Tobias POV

By the time everyone's asleep, I start heading out. Amity doesn't really care if I'm here or not, making it a lot easier to escape. I quietly run out of the Headquarters. I pass a few buildings and find the crops. I crawl between the crops, making it even more difficult for people to find me.

I hide with the crops, waiting for the gleam of the small train car. I have high doubts that the Erudite would take it. If the Erudite were running the train, they would have taken it to the Amity compound to look for them. When I see the lights, I start making a run for it. As the car passes me, I start to run. I use the handle to swing myself in.

Eyes glitter in the darkness. Dark shapes sit in the car. The factionless.

The wind whistles through the car. Everyone is on their feet and armed. A factionless man with an eye patch has a gun pointed at me. Since they're factionless, they must be following my mother. "My name is Tobias Eaton," I say.

The effect of the name on the people in the car is immediate and bewildering: they lower their weapons. They exchange meaningful looks.

"Eaton? Really?" the man with the eye patch says, eyebrows raised. He clears his throat. "Fine, you can come. But when we get to the city, you've got to come with us." I want that anyways. My name really is powerful here.

Then he smiles a little. "We know someone who's been looking for you, Tobias Eaton." Evelyn.

I go sit at the edge of the car with my feet dangling over the edge. As I watch buildings pass, I think of Tris and her safety. Did they kill her? I cringe at the thought. I will do anything to stop the Erudite and help Tris.

They eventually tell me it's time to get off. I knew already though. I jump off when they tell me to and follow them. The buildings I walk by are all in place. The one with the broken bricks. The one with a fallen streetlight leaning against it. They're all buildings I've passed by whenever I missed the bus to school.

They lead me to the factionless storehouse, and the factionless, who are supposed to be scattered, isolated, and without community are together inside it.

"Come on," the man with the eye patch says, bending his finger to beckon us toward him. "She's back here."

Stares and silence greet me as I follow him deeper into the building that is supposed to be abandoned.

I mindlessly wind a loose thread from my shirt around my finger, backward and forward, over and over.

He stops at a metal door and pounds on it with his fist. The door opens, and a severe-looking woman with a lazy eye stands in the doorway. Her steady eye scans me. "A stray?" she asks.
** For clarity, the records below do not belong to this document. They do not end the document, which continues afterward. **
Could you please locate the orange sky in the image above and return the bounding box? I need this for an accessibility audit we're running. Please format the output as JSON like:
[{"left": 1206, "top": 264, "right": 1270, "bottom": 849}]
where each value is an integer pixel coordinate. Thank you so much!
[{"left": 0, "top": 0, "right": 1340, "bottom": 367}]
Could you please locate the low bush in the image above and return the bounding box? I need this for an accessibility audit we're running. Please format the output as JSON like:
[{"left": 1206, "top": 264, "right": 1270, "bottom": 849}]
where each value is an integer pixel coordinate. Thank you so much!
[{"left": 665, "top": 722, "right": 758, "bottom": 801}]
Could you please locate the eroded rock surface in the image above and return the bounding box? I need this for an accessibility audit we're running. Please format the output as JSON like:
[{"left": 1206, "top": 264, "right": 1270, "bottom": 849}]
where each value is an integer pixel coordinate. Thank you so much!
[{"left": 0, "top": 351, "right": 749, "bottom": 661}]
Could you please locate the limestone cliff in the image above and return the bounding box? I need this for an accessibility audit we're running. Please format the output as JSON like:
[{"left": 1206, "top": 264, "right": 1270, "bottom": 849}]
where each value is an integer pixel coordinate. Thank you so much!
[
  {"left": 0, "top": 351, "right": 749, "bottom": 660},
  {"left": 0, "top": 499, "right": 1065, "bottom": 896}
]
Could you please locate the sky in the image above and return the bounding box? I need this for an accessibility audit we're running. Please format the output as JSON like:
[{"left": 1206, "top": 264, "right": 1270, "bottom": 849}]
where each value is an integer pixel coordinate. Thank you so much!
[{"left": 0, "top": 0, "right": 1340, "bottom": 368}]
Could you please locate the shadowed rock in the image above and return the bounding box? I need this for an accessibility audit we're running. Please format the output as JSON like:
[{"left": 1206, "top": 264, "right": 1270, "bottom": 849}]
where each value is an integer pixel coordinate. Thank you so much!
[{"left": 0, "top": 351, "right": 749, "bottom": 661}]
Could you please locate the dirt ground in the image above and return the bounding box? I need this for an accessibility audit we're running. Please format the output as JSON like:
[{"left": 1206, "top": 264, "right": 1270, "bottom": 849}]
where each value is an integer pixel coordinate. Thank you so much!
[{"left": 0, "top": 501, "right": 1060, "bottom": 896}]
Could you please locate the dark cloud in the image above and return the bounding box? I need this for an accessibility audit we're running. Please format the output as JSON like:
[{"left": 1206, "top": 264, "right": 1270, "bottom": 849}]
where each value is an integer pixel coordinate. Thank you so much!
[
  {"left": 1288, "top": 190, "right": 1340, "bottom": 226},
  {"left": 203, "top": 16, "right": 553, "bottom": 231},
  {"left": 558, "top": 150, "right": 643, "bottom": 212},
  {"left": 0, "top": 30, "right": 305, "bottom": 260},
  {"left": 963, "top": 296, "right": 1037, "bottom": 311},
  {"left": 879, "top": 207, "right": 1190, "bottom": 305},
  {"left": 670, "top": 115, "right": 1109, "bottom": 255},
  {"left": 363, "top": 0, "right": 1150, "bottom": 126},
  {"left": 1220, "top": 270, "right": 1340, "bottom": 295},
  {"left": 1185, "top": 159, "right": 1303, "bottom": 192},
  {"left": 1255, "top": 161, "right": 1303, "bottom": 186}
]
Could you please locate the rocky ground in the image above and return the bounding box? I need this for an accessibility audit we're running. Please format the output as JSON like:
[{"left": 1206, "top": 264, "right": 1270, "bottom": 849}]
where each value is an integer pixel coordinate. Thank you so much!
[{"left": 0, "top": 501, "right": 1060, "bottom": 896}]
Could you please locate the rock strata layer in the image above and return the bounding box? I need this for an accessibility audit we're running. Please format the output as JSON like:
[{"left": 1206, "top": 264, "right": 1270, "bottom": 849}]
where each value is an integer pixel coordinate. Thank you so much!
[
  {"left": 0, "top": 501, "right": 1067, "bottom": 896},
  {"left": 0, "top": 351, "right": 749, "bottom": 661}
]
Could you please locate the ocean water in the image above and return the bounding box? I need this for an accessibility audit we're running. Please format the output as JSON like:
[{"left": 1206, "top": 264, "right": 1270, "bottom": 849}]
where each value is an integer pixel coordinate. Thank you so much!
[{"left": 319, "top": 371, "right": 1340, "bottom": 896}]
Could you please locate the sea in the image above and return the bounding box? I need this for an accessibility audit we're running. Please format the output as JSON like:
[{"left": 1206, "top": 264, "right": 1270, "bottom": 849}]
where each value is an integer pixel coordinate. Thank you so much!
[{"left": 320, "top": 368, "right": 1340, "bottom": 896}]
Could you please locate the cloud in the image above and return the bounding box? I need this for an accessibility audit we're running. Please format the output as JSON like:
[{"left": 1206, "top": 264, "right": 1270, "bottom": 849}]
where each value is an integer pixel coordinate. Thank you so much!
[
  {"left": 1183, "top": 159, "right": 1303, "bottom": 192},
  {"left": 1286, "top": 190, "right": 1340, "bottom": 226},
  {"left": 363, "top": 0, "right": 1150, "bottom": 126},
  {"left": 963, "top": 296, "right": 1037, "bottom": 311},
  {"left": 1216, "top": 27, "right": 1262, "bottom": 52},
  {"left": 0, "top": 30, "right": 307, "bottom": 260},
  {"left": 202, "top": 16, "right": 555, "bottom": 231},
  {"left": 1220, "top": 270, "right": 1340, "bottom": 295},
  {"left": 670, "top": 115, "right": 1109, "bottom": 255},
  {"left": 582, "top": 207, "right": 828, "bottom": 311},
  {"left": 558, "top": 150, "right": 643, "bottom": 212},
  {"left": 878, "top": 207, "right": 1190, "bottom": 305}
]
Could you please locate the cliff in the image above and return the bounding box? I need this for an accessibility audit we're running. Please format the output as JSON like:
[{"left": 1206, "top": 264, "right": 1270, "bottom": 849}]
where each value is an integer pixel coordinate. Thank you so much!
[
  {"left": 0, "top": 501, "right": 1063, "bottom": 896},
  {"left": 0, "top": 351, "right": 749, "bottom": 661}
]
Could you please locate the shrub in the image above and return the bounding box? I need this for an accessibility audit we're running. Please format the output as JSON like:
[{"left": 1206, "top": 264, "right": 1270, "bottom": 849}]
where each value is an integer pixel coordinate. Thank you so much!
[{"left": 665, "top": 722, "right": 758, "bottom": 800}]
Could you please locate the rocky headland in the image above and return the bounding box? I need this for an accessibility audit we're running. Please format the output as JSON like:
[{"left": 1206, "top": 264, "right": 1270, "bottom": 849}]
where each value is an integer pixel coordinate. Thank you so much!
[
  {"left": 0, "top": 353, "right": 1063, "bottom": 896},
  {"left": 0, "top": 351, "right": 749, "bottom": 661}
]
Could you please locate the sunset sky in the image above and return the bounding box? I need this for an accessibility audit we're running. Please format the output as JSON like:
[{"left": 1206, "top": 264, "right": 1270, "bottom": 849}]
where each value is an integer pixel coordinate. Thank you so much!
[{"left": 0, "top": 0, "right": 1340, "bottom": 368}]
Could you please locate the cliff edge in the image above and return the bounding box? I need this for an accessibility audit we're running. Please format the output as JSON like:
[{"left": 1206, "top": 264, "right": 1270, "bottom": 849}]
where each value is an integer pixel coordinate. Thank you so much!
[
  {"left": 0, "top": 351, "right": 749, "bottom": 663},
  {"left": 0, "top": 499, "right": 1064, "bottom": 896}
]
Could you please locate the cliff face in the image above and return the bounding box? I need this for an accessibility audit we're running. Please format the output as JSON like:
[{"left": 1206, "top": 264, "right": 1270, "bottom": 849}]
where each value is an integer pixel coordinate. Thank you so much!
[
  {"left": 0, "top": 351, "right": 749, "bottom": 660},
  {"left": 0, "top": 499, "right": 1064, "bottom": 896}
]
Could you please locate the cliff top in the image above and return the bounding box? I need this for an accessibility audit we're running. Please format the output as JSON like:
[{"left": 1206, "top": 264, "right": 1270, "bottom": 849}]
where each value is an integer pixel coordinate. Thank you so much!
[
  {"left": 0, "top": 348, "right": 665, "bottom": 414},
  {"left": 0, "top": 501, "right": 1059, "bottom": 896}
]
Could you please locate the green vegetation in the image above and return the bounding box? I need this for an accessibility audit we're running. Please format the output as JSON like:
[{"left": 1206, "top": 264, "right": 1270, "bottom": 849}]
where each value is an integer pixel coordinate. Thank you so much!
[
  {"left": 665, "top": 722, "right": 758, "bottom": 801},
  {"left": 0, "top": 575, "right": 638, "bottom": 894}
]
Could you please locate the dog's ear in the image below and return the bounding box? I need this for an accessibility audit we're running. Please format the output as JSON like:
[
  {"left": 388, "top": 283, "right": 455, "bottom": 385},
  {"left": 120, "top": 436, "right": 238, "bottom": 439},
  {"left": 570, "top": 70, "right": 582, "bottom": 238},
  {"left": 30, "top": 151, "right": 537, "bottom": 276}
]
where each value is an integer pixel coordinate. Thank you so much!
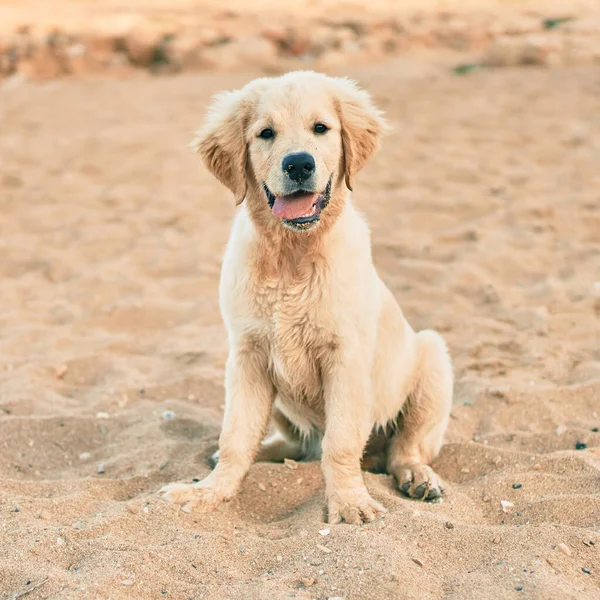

"Not hardly, Therese." He jabs his thumb over his shoulder at me. "This is Tobias Eaton." You'd think that she would recognize me, being Evelyn's son and all.

She stares at me for a few seconds, which feels like hours, then nods. "He certainly is. Hold on."

My hands feel sweaty right now. I can probably back out now, but it would be a cowardly and stupid decision. Besides, I need to stop the Erudite, and the sooner I do it, the faster Tris will be free. Who knows what's going in her mind right now?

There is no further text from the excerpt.